Uma vez tokenizado, o valor deve se comportar como um objeto exclusivo. As informações podem ser copiadas e transmitidas, mas um token representando a propriedade de algo (digamos, o título de um veículo) não pode ser clonado e negociado em dois livros diferentes. Este ato destruiria efetivamente a integridade do sistema.

O desafio da interoperabilidade herdada ao lidar com valor tokenizado é que as premissas de confiança, a confiabilidade e a auditabilidade mudam conforme os tokens fluem entre os livros contábeis. Por exemplo, se Bob possui alguma Bitcoin e os deposita em uma bolsa, então Bob agora tem a representação da sua bolsa em seu livro.
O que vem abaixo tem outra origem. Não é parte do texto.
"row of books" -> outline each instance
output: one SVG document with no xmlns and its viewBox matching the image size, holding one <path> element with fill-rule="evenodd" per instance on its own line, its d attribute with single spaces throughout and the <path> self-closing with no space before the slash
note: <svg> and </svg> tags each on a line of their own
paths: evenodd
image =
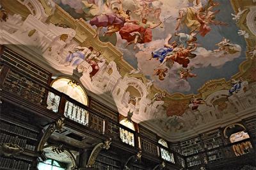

No caso do MtGOX, o razão não estava em conformidade com a realidade, fazendo com que os usuários perdessem tudo.

O problema é ainda mais complicado pela necessidade de sistemas legados reconhecerem tokens que vivem em uma criptomoeda. Como mencionado anteriormente, as empresas são historicamente resistentes à atualização de seu software e ao suporte a novos protocolos. Essa situação dificulta a solução clara.

Para Cardano, nossa melhor esperança é fornecer uma opção para os usuários anexarem um rico suprimento de metadados às suas transações e, em seguida, aguardar o surgimento dos padrões do setor. Algum progresso foi feito com o grupo de trabalho Interledger, esforços como o R3Cev e mandatos internacionais para atualizar protocolos financeiros antigos.

No entanto, o desafio maior permanece de quantificar e qualificar o valor enviado de um sistema legado para uma ledger de criptomoeda. Por exemplo, se Bob é proprietário de um banco e emite um token com garantia em dólar, ele sempre pode construir uma ponte para enviar seus tokens para um ledger como Cardano como um ativo emitido pelo usuário.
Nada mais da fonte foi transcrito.